Railroads are adding cars, track and workers, too. Burlington Northern Santa Fe Railway expects Seattle cargo to increase 18 percent this year. It says it has room to increase its capacity 40 percent by reconfiguring some track.
Bottlenecks expected
But even with all the workers and expansion, many expect bottlenecks when shipping peaks in the summer and fall. Problems could foul up supplies for factories, retailers and consumers, depressing business during the holiday season.
West Coast ports are straining, said Hubert Wiesenmaier, executive director of the American Import Shippers Association, based in New Rochelle, N.Y., which negotiates rates with ocean carriers on behalf of its members, who are importers.
"There have been serious and constant delays in pushing containers through Long Beach and L.A.," he said. "I think they are running pretty close to capacity."
Some shippers have started rerouting Asian cargo to New York and other eastern ports via all-water routes through the Panama and Suez canals.
Bypassing the West Coast adds time and expense, but at least cargo is more likely to arrive on time.
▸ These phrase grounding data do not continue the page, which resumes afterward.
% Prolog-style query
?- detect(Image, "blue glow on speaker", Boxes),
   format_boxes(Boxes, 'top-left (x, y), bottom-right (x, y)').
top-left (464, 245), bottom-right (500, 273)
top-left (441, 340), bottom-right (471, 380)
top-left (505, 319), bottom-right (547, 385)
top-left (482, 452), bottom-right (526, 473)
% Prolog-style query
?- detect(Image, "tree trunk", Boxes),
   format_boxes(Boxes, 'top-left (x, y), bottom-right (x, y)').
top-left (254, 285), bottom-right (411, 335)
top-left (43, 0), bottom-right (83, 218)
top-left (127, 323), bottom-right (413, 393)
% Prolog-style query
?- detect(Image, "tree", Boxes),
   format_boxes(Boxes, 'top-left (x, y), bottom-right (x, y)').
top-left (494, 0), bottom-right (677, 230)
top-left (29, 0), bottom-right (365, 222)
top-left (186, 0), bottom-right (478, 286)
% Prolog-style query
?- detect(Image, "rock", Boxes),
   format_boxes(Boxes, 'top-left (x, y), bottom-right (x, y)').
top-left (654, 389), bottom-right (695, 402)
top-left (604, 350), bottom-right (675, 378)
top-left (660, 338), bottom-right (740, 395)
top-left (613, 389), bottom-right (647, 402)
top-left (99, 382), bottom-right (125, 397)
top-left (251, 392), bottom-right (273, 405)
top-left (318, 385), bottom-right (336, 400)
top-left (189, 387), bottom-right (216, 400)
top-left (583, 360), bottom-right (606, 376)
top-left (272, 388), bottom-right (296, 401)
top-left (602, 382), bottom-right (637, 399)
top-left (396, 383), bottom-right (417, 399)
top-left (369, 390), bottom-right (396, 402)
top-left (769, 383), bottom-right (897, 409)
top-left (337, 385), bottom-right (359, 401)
Getting goods delivered on schedule is crucial, as stores and factories rely on supply chains to provide just-in-time delivery to keep sales and production lines humming.
New megaships, such as the 8,000-container Vancouver that docked in Seattle last month, are 30 percent bigger than the previous generation of ships. And 10,000-TEU ships are on their way. While efficient for shippers, the big ships can overwhelm docks and railyards, causing days of delay.
For now, though, Munson and other new Port workers appear to have hit a rare blue-collar sweet spot. Since their peak in the 1970s, U.S. manufacturing jobs have disappeared by the thousands as industry has shifted to lower-cost workers overseas.
Many former U.S. industrial workers have taken service jobs that typically are lower-paid than the ones they lost.
"One day I'll be doing that," Munson said, pointing at the cab of a hulking crane, where operators earn $40 an hour, noting it may take 15 years to get there.
"That's definitely something to aspire to."